El escándalo de 'las marionetas'
La Corte Suprema de Justicia halló culpable al senador del delito de cohecho propio y concierto para delinquir, y lo absolvió por interés indebido en la celebración de contratos. La red clientelar enlodó al Congreso pasado, con el direccionamiento ilegal de contratos a través de parlamentarios y algunos de sus asesores, en connivencia con funcionarios de entes territoriales en las regiones donde tenían su caudal político.
Los hechos por los que fue llamado a juicio y condenado por la Sala Especial de Primera Instancia se remontan a 2021, cuando se habría pactado la negociación criminal en la que intervinieron Pablo César Herrera, asesor de la Empresa para el Desarrollo Territorial Proyecta, y el senador Ramírez. En ese encuentro, el entonces directivo le expuso al hoy condenado los avances y resultados de un contrato de gerencia suscrito entre esa entidad y el Departamento Administrativo para la Prosperidad Social (DPS).

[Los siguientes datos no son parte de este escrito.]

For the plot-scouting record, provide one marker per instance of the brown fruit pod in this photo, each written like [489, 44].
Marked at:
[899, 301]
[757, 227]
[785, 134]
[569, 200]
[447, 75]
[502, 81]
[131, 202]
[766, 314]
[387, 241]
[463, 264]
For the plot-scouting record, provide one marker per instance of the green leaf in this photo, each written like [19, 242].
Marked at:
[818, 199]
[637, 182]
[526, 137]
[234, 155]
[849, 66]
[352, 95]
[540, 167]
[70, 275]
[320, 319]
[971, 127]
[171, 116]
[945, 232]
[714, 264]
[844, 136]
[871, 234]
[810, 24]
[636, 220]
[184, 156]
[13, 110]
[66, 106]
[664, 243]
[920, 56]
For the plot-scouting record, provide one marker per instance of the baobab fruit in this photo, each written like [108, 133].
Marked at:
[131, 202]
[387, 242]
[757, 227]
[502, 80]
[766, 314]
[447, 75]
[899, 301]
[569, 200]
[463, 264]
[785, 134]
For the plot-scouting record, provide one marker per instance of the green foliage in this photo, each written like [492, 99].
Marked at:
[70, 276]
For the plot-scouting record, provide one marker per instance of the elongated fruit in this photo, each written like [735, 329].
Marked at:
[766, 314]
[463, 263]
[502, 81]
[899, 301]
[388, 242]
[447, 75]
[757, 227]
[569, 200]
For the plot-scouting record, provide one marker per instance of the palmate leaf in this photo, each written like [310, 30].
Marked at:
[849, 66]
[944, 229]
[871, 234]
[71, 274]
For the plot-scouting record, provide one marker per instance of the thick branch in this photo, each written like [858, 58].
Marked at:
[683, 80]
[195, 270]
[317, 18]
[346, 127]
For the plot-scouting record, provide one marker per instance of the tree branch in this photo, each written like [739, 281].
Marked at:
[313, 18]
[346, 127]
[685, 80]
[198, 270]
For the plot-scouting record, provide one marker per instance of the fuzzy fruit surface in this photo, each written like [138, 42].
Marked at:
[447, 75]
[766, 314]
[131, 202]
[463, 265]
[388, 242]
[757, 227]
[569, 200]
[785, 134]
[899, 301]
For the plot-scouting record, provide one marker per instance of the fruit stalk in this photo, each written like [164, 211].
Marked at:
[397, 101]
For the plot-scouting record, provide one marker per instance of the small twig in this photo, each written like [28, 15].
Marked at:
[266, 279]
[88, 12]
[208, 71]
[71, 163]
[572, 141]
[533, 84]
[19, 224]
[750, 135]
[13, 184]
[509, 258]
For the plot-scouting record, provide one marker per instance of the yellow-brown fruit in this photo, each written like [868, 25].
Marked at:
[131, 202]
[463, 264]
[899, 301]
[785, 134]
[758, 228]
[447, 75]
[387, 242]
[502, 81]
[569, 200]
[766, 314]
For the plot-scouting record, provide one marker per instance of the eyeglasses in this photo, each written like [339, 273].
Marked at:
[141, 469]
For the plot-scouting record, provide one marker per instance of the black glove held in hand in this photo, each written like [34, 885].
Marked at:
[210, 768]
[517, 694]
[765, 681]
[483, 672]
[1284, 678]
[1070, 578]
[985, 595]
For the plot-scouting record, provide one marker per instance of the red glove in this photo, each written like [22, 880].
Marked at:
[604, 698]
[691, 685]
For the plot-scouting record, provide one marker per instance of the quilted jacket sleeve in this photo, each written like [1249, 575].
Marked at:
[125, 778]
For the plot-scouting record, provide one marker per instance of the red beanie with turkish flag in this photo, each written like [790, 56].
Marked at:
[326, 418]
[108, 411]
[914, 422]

La demanda pide decretar su pérdida de investidura —conocida como la 'muerte política'— por la presunta indebida destinación de dineros públicos y tráfico de influencias, conductas que, según el demandante, configuran una de las causales para despojarlo de su curul.
Posteriormente, el 13 de octubre de ese año, Herrera se habría reunido con Ramírez y con Pierre García, exsubdirector del DPS, para discutir la posibilidad de suscribir un nuevo contrato interadministrativo de gerencia integral entre el DPS y Proyecta.